Sucesso mesmo, diz Miele, quem faz são as modelos brasileiras. Ele afirma que o êxito delas está dando "uma carona" para os estilistas do país. "A mulher brasileira era relacionada a Carnaval, erotismo. Agora, por causa das modelos, a brasileira é vista como muito chique."

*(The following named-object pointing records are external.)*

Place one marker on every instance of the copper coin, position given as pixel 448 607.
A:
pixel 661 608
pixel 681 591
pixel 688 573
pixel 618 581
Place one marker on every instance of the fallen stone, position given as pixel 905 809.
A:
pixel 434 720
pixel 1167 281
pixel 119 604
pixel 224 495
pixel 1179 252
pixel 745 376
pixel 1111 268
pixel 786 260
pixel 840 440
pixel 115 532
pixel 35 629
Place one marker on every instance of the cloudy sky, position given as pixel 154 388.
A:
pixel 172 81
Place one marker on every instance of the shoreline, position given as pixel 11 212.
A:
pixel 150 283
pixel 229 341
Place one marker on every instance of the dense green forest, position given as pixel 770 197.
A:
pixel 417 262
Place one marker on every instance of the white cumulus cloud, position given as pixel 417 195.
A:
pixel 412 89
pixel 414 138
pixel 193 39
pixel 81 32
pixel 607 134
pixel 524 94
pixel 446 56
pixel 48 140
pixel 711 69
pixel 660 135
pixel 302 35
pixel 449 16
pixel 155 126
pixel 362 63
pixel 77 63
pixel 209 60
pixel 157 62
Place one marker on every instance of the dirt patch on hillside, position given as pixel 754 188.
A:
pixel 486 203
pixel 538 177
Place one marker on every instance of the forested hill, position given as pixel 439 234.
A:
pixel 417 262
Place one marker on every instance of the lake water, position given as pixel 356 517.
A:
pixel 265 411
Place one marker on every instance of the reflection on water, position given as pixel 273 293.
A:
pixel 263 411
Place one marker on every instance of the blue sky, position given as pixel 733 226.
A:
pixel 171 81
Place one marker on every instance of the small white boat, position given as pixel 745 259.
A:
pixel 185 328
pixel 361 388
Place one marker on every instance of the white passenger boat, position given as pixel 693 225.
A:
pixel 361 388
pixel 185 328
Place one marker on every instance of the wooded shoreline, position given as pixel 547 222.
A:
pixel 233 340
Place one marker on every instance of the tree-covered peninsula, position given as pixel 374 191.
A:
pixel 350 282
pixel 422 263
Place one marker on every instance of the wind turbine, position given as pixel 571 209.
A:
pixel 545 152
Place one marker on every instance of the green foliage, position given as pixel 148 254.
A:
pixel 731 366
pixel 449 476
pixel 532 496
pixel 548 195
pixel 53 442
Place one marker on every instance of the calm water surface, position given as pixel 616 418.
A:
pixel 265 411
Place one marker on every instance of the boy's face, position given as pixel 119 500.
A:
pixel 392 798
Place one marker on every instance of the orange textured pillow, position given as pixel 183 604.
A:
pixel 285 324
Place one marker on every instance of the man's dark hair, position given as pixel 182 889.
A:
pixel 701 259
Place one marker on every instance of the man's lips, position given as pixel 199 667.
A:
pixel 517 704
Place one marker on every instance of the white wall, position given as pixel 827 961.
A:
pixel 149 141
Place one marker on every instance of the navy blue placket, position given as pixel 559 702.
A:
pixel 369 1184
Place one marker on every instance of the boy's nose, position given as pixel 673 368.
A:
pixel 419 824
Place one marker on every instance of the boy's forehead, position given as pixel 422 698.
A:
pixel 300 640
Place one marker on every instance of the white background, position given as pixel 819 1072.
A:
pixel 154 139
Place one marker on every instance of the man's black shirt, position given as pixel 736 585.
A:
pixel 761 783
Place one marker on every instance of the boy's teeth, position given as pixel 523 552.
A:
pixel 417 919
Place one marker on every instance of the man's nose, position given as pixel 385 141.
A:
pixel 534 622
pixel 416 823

Enquanto os estilistas brasileiros ainda lutam por um maior reconhecimento, no segmento da moda praia o Brasil ocupa um bom espaço. As exportações de biquínis estão crescendo e seu sucesso também tem a ver com as curvas da mulher brasileira, segundo a empresária Adriana Portugal, que exporta biquínis para a Europa, a África do Sul, o Panamá e o Líbano: "A vantagem que temos é o corpo bonito da brasileira, que permitiu um melhor desenvolvimento da modelagem".
A empresária acredita que muito do prestígio da moda praia brasileira se deva à associação que os estrangeiros fazem dos produtos com as imagens tradicionais de nosso país -um lugar quente, exótico, habitado por pessoas alegres e cheias de entusiasmo.
"O Brasil é visto como glamouroso e excitante pela mídia e especialmente pelos jovens daqui", afirma a editora Liz Calder, responsável pelo lançamento no Reino Unido de escritores como Chico Buarque, Milton Hatoum, Rubem Fonseca e Patrícia Melo. "A música, os filmes, a moda, a maneira de viver são consideradas por muita gente como o que há de mais moderno."
Não é sempre, porém, que toda a ginga, a malícia e o bom humor brasileiros arrebatam admiradores no hemisfério Norte.
No ano passado, a multinacional Molson resolveu exibir no Canadá um dos anúncios brasileiros da cerveja Bavária. As imagens do comercial que mostrava um homem na praia descobrindo que podia controlar os movimentos de uma garota de biquíni manuseando uma garrafa despertaram a ira de mulheres e movimentos feministas canadenses. A Media Watch, organização que combate o sexismo nos meios de comunicação, disse que a maneira como o comercial retrata as mulheres corresponde à visão machista de 20 ou 30 anos atrás.